小さく鳴いてくちばしでそれを受け取るシルヴァ。と、同時に扉を叩く音がする。
■ビアトリス To:扉 |
はい……、どうぞ? |
扉の外にいたのはアシストとユウルとリッキだった。
■アシスト To:ビアトリス&シルヴァ |
書き終わったみたいだね。 シルヴァもご苦労さん。 |
シルヴァを撫でてやると手紙を受け取り、ビアトリスに向き直る。
■アシスト To:ビアトリス |
この手紙はきっと届けるから(^^)b |
■ビアトリス To:アシスト |
よろしくお願いいたします。 |
ビアトリスは深々と頭を下げる。
■リッキ To:ビアトリス |
ねぇねぇ、あたし、ビアトリスさんに聞きたいことがあって。 マルセリーナちゃんを取り戻したら、どうするの?どこか、行くあてってあるの? |
リッキに言われて、初めて気がついたようにハッとした顔をするビアトリス。
■ビアトリス To:リッキ |
いいえ……。その後の事など考えておりませんでしたわ。クーラフクに帰っても、また同じ事の繰り返し……。どこか静かに、2 人でゆっくりと暮らせるところがあればよいのですが…… |
■ユウル To:ビアトリス |
体のことも考えると、あまり遠くへの旅も難しそうですね…そうだ、私の故郷の村がこの近くなんですけど、一旦そこへ身を寄せてみませんか? 幸いまだうちの両親健在なので、いろいろ世話してくれると思いますよ。

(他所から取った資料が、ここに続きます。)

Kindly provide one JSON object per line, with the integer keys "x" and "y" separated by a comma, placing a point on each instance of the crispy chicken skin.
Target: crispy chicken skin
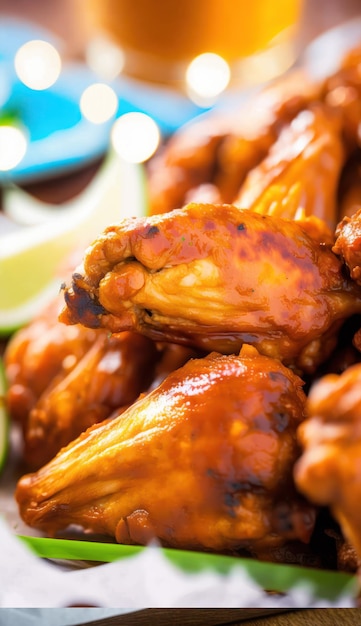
{"x": 220, "y": 149}
{"x": 348, "y": 244}
{"x": 215, "y": 277}
{"x": 307, "y": 157}
{"x": 38, "y": 355}
{"x": 109, "y": 377}
{"x": 328, "y": 472}
{"x": 218, "y": 153}
{"x": 217, "y": 436}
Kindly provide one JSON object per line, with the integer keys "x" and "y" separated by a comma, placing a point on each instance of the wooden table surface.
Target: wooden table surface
{"x": 234, "y": 617}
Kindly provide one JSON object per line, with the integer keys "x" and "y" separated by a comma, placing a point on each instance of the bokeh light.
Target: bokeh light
{"x": 13, "y": 145}
{"x": 98, "y": 103}
{"x": 38, "y": 64}
{"x": 135, "y": 137}
{"x": 104, "y": 57}
{"x": 207, "y": 76}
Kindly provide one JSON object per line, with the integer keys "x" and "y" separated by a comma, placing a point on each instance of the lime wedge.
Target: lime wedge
{"x": 4, "y": 419}
{"x": 33, "y": 257}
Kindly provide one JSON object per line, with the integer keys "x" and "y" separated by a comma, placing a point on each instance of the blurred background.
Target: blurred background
{"x": 74, "y": 72}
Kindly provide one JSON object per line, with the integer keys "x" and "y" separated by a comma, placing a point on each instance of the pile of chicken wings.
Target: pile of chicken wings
{"x": 198, "y": 380}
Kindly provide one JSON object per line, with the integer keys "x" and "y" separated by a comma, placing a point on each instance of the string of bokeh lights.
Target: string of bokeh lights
{"x": 134, "y": 136}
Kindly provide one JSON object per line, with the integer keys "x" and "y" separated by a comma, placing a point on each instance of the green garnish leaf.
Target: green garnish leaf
{"x": 275, "y": 577}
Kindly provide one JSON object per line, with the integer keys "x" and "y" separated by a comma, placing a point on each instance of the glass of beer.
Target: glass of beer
{"x": 159, "y": 40}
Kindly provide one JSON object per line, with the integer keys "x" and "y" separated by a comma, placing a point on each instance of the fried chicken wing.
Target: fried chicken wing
{"x": 39, "y": 354}
{"x": 309, "y": 155}
{"x": 110, "y": 376}
{"x": 220, "y": 149}
{"x": 329, "y": 472}
{"x": 202, "y": 462}
{"x": 348, "y": 244}
{"x": 215, "y": 277}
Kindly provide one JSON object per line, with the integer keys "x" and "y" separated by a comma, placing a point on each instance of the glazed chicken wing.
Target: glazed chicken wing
{"x": 39, "y": 354}
{"x": 348, "y": 244}
{"x": 329, "y": 471}
{"x": 215, "y": 277}
{"x": 308, "y": 156}
{"x": 219, "y": 150}
{"x": 110, "y": 376}
{"x": 202, "y": 462}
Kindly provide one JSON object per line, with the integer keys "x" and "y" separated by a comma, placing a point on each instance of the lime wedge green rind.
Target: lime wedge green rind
{"x": 34, "y": 258}
{"x": 274, "y": 577}
{"x": 4, "y": 419}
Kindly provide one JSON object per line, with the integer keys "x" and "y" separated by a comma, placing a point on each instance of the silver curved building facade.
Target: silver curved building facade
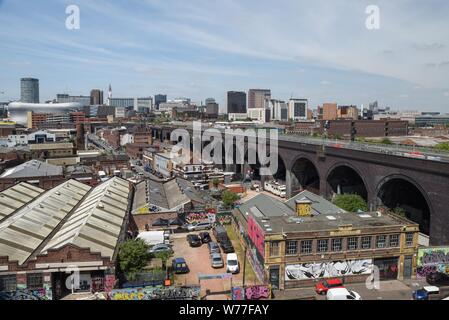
{"x": 17, "y": 111}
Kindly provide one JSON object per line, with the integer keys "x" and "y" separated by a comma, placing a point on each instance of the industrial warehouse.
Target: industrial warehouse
{"x": 45, "y": 236}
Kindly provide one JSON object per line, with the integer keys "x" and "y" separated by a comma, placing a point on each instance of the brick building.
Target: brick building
{"x": 72, "y": 227}
{"x": 291, "y": 244}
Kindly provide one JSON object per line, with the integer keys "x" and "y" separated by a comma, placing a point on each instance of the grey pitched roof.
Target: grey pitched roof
{"x": 319, "y": 204}
{"x": 32, "y": 168}
{"x": 264, "y": 206}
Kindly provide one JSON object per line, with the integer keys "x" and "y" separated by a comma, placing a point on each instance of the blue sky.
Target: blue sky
{"x": 320, "y": 50}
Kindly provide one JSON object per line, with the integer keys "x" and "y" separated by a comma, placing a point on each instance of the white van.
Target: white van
{"x": 232, "y": 263}
{"x": 342, "y": 294}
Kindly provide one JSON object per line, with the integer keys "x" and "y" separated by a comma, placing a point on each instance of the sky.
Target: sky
{"x": 320, "y": 50}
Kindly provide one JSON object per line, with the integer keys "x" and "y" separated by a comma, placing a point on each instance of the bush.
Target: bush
{"x": 351, "y": 202}
{"x": 133, "y": 257}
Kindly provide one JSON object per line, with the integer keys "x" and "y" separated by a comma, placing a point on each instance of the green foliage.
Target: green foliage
{"x": 133, "y": 257}
{"x": 400, "y": 212}
{"x": 215, "y": 182}
{"x": 229, "y": 198}
{"x": 443, "y": 146}
{"x": 350, "y": 202}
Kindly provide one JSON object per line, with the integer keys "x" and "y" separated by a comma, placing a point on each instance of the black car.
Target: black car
{"x": 205, "y": 237}
{"x": 438, "y": 278}
{"x": 194, "y": 240}
{"x": 227, "y": 247}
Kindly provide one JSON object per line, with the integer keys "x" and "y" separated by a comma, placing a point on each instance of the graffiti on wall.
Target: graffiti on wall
{"x": 250, "y": 293}
{"x": 328, "y": 269}
{"x": 431, "y": 260}
{"x": 27, "y": 294}
{"x": 156, "y": 293}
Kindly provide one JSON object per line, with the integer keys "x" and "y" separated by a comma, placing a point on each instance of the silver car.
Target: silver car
{"x": 216, "y": 260}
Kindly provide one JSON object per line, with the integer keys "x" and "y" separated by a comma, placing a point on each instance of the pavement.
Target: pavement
{"x": 198, "y": 261}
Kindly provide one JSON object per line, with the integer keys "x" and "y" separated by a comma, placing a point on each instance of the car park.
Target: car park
{"x": 213, "y": 247}
{"x": 227, "y": 246}
{"x": 160, "y": 248}
{"x": 194, "y": 240}
{"x": 216, "y": 260}
{"x": 232, "y": 263}
{"x": 179, "y": 265}
{"x": 205, "y": 237}
{"x": 199, "y": 226}
{"x": 323, "y": 286}
{"x": 342, "y": 293}
{"x": 438, "y": 278}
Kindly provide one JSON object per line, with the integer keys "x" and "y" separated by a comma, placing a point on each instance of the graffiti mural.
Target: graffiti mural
{"x": 328, "y": 269}
{"x": 26, "y": 294}
{"x": 251, "y": 293}
{"x": 431, "y": 260}
{"x": 156, "y": 293}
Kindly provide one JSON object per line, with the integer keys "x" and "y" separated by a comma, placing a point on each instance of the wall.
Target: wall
{"x": 432, "y": 260}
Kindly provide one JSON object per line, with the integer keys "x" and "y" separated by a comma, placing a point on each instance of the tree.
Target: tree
{"x": 229, "y": 198}
{"x": 133, "y": 257}
{"x": 215, "y": 182}
{"x": 351, "y": 202}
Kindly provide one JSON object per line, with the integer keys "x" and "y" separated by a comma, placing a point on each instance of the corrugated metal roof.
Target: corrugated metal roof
{"x": 22, "y": 232}
{"x": 16, "y": 197}
{"x": 97, "y": 222}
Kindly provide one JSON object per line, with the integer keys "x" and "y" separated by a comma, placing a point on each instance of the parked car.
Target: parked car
{"x": 220, "y": 233}
{"x": 342, "y": 294}
{"x": 426, "y": 293}
{"x": 160, "y": 248}
{"x": 213, "y": 247}
{"x": 194, "y": 240}
{"x": 227, "y": 247}
{"x": 438, "y": 278}
{"x": 179, "y": 265}
{"x": 232, "y": 263}
{"x": 323, "y": 286}
{"x": 205, "y": 237}
{"x": 199, "y": 226}
{"x": 216, "y": 261}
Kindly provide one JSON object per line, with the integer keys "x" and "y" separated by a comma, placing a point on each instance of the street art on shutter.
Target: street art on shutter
{"x": 328, "y": 269}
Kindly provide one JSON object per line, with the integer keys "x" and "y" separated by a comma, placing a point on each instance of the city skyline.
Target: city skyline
{"x": 202, "y": 50}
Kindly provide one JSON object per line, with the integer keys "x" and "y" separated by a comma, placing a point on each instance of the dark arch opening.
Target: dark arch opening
{"x": 344, "y": 179}
{"x": 305, "y": 176}
{"x": 400, "y": 193}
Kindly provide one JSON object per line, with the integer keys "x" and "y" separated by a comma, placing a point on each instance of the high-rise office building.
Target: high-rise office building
{"x": 96, "y": 97}
{"x": 158, "y": 99}
{"x": 256, "y": 97}
{"x": 298, "y": 109}
{"x": 330, "y": 111}
{"x": 236, "y": 102}
{"x": 29, "y": 90}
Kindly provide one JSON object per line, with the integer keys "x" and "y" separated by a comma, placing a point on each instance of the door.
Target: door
{"x": 408, "y": 267}
{"x": 274, "y": 277}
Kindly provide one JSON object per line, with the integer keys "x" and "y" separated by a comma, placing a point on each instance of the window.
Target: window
{"x": 353, "y": 243}
{"x": 306, "y": 246}
{"x": 8, "y": 283}
{"x": 394, "y": 240}
{"x": 274, "y": 248}
{"x": 381, "y": 241}
{"x": 34, "y": 281}
{"x": 292, "y": 247}
{"x": 409, "y": 239}
{"x": 322, "y": 245}
{"x": 366, "y": 242}
{"x": 336, "y": 244}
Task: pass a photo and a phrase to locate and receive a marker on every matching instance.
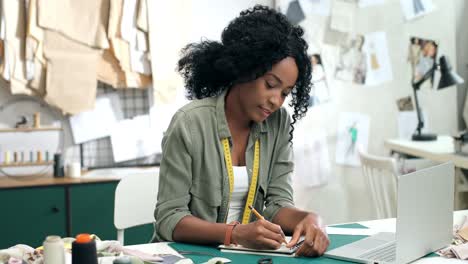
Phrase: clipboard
(282, 251)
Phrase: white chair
(135, 201)
(381, 176)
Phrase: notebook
(282, 251)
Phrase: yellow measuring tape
(253, 182)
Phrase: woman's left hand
(316, 239)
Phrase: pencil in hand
(259, 216)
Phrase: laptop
(424, 221)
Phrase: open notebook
(282, 251)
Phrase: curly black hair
(250, 45)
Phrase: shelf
(24, 164)
(29, 129)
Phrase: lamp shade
(447, 76)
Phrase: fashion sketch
(351, 64)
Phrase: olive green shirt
(193, 177)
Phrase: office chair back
(381, 176)
(135, 201)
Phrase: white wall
(461, 7)
(345, 198)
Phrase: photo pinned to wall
(351, 65)
(366, 3)
(379, 69)
(311, 157)
(353, 132)
(422, 56)
(343, 15)
(292, 9)
(316, 7)
(416, 8)
(320, 92)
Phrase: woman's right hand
(260, 234)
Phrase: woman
(238, 128)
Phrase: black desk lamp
(447, 78)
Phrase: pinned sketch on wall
(416, 8)
(379, 68)
(366, 3)
(320, 92)
(316, 7)
(133, 139)
(293, 11)
(353, 132)
(351, 65)
(421, 55)
(407, 123)
(311, 158)
(97, 123)
(343, 16)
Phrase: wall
(461, 9)
(345, 197)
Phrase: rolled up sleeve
(175, 178)
(280, 192)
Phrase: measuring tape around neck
(254, 179)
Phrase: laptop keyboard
(386, 253)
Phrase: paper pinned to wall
(353, 132)
(366, 3)
(343, 16)
(311, 158)
(97, 123)
(416, 8)
(317, 7)
(133, 139)
(379, 69)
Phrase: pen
(259, 216)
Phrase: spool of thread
(74, 170)
(123, 260)
(54, 252)
(37, 120)
(58, 165)
(84, 250)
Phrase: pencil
(259, 216)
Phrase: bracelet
(228, 235)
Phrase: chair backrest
(381, 176)
(135, 200)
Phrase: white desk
(441, 150)
(387, 225)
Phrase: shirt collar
(223, 128)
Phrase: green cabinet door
(29, 215)
(92, 211)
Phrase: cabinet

田舎だから、社交界とか高等な教育とかは縁がないですけどね(^^ゞ |
■ビアトリス To:ユウル |
まぁ、素敵。わたくしの故郷もとても田舎なのですよ。きっと、穏やかで良いところなのでしょうね。でも、ご迷惑ではないかしら。わたくし達などがおしかけて…… |
■ユウル To:ビアトリス |
あ、それは気にしなくても平気だと思います。 村のみんなは気さくでいい人ばっかりだし、私の父親って元冒険者で「自称元勇者」だから、困ってる人助けるの大好きなんです(笑よければ、どうぞ遠慮なく居ついてください♪ |
■ビアトリス To:ユウル |
ありがとう。本当に、こんなわたくしによくしてくださって…… 感謝いたしますわ。 |
■ユウル To:ビアトリス |
それで、今後の行く先と関連することなんですが…(真剣な表情になって)急な話ですが、明日、マルセリーナ嬢をゴリーエフ氏の元から奪還する計画を立てました。一通り、ご説明しますね。 |
ユウルは明日の計画の概要をビアトリスに説明した。ビアトリスにはオラン郊外で待機してもらいたい旨を告げる。
■ユウル To:ビアトリス |
お身体の具合にもよりますから、無理でしたらここで待ってもらってもと思いますが…明日、移動できそうですか? |
■ビアトリス To:ユウル |
まぁ、そんな計画を……。 勿論ですわ。そんな大事な時に一人待ってなどいられません。たとえこの身がどうなろうと、再び娘に見えられるのであれば……異存はございません。 |
ユウル、リッキ、アシストの手をそれぞれ取っておし戴く。
■ビアトリス To:ALL |
本当に、本当にありがとう。わたくしには祈る事しかできません。常に幸運が皆様と共にありますように。お頼みいたします。どうか、娘をよろしくお願いいたしますね。 |
■ユウル To:ビアトリス |
はい、ご期待に添えられるようがんばります。明日のためにも、今日はゆっくりと休んでおいてくださいね。 |
ゴリーエフ邸 塀の外 |
すっかり夜も更けて、美しい満月が中空を彩る。ゴリーエフ邸周辺に人影はなかった。そして外側から見る限り、屋敷内の明かりも消えている。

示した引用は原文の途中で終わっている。